# Linear Models & Support Vector Machines

In this lesson we will explore a new way to think about classification. Rather than trying to directly classify new examples based on old ones to model the entire distribution of classes,like we did with *k*-Nearest Neighbor, we can simply model the *boundaries* between different classes.

First, we will gain some intuition around what modeling boundaries means, and define some terms to help guide our motivation before exploring two different algorithms for boundary creation.

Next, we will explore the first of our boundary creation algorithms: Linear Discriminant Analysis (LDA). LDA will be our first exposure to representation learning; specifically classification via dimensionality reduction. LDA is a supervised algorithm, typically used for classification problems.

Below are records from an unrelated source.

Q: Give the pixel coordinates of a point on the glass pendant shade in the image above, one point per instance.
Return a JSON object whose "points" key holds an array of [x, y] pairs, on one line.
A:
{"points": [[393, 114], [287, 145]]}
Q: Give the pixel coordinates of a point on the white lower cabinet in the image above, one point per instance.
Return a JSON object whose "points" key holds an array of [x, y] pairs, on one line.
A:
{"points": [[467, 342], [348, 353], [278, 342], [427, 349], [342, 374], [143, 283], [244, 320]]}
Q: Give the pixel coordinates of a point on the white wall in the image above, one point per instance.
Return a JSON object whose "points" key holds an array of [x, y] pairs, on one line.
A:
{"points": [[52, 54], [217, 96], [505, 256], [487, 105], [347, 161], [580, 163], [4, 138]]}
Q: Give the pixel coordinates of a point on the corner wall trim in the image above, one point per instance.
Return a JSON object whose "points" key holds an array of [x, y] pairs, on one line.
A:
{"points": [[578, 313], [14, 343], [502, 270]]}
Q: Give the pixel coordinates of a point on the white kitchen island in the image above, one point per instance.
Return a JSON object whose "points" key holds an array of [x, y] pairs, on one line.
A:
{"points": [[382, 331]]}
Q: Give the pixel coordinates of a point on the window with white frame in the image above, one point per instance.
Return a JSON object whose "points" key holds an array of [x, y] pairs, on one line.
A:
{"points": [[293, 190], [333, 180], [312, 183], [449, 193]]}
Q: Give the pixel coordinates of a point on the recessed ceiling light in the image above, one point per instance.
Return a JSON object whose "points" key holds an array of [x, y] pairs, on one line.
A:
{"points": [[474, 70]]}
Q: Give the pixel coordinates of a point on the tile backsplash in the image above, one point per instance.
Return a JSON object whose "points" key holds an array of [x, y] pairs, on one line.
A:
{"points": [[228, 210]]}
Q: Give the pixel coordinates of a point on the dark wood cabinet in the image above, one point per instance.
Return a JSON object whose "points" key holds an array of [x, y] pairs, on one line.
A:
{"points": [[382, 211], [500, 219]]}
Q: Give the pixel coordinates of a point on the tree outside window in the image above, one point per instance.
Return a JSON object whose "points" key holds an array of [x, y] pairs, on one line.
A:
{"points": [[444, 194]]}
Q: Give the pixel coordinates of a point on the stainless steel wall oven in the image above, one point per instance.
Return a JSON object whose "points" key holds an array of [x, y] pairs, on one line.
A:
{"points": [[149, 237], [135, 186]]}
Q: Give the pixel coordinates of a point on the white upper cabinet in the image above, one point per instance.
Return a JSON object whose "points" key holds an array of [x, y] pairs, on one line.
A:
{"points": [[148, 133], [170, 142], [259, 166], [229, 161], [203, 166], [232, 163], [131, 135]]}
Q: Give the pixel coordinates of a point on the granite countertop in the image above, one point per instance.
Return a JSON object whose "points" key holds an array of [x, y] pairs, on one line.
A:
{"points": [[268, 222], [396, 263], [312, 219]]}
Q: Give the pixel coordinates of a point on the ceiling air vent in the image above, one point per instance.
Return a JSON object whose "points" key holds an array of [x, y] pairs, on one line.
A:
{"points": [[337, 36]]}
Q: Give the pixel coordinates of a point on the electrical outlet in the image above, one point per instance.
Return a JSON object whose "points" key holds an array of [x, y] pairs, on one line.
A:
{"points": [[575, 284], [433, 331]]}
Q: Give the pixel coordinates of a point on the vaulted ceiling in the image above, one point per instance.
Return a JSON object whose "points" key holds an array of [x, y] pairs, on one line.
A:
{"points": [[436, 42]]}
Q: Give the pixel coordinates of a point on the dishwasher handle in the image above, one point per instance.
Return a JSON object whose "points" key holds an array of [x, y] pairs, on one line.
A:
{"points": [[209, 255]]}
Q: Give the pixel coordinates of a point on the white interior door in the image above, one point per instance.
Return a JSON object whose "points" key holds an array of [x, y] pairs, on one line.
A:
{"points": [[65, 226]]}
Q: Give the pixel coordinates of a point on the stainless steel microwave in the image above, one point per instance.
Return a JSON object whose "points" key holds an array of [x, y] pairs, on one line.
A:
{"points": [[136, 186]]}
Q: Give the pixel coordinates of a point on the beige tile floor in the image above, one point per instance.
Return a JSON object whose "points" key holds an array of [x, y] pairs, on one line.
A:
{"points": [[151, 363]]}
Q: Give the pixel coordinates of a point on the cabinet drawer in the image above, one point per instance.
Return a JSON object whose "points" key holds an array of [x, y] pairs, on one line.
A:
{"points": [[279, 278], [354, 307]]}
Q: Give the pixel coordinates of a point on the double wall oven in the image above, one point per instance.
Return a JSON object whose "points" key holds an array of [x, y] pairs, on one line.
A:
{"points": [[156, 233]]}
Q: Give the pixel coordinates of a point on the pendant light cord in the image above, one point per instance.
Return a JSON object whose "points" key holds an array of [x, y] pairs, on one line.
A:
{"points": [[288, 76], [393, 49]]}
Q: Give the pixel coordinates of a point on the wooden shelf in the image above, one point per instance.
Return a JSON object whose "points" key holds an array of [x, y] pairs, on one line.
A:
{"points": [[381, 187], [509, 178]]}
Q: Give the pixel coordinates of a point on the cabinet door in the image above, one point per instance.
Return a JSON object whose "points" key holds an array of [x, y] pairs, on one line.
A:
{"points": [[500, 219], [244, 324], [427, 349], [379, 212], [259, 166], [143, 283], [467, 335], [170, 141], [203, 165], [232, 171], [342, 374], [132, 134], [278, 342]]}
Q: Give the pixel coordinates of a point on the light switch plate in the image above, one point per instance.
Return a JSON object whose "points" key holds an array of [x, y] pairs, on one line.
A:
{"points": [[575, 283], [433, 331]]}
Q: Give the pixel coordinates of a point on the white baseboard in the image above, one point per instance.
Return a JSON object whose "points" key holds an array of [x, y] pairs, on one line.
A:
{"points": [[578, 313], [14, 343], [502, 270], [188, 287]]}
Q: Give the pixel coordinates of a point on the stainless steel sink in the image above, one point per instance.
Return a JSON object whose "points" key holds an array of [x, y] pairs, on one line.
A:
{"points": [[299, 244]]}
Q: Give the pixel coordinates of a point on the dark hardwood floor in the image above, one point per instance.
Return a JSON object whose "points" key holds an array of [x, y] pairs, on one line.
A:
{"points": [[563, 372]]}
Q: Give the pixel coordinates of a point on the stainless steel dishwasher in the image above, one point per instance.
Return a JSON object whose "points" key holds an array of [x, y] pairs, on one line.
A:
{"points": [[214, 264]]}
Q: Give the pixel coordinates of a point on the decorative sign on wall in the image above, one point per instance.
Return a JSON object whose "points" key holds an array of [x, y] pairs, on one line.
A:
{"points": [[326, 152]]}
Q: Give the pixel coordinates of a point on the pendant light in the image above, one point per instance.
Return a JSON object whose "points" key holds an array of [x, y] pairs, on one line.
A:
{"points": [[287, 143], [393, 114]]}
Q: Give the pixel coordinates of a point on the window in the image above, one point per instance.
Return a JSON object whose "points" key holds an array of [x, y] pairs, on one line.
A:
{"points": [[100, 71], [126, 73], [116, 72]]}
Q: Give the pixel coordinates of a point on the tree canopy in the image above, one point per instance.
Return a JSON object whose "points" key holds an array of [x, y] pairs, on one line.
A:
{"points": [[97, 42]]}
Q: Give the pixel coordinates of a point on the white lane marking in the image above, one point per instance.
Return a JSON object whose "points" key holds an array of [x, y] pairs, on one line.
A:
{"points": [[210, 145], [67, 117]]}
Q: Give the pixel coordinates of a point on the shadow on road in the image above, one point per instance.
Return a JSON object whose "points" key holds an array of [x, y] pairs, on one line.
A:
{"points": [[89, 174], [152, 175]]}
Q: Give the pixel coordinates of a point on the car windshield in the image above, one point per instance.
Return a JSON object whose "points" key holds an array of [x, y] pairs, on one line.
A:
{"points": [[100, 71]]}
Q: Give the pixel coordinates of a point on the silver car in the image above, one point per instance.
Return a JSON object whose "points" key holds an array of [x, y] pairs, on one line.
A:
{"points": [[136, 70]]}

Finally, we will expand on LDA's data transformation techniques with Support Vector Machines. SVM is a supervised algorithm, typically used for classification or regression problems.

## Decision Boundaries

We are going to shift our way of thinking about classification from directly classifying new examples based on old ones, to directly modeling a function to separate classes (ie. creating boundaries). The **discriminant** is a function that models decision boundaries between classes. In a bounded space, a novel data point will simply belong to the class it is bounded by. This bounded region is known as the **decision region**. Like all frameworks we choose, there are trade-offs we must consider. In the case of classification, creating decision region between classes depends on how complex the discriminant is. If the discriminant is simple (compared to the class data point distribution) then this is a good approach. However, if the data presents ambiguous overlap between class distributions, then this method will not make accurate predictions. In theory, using very complex, non-linear discriminants to approximate boundaries sounds nice, and can potentially separate boundaries perfectly. In practice, however, it often results in a space that is intractable, and a hypothesis space that may not prove to be accurate when presented with novel examples.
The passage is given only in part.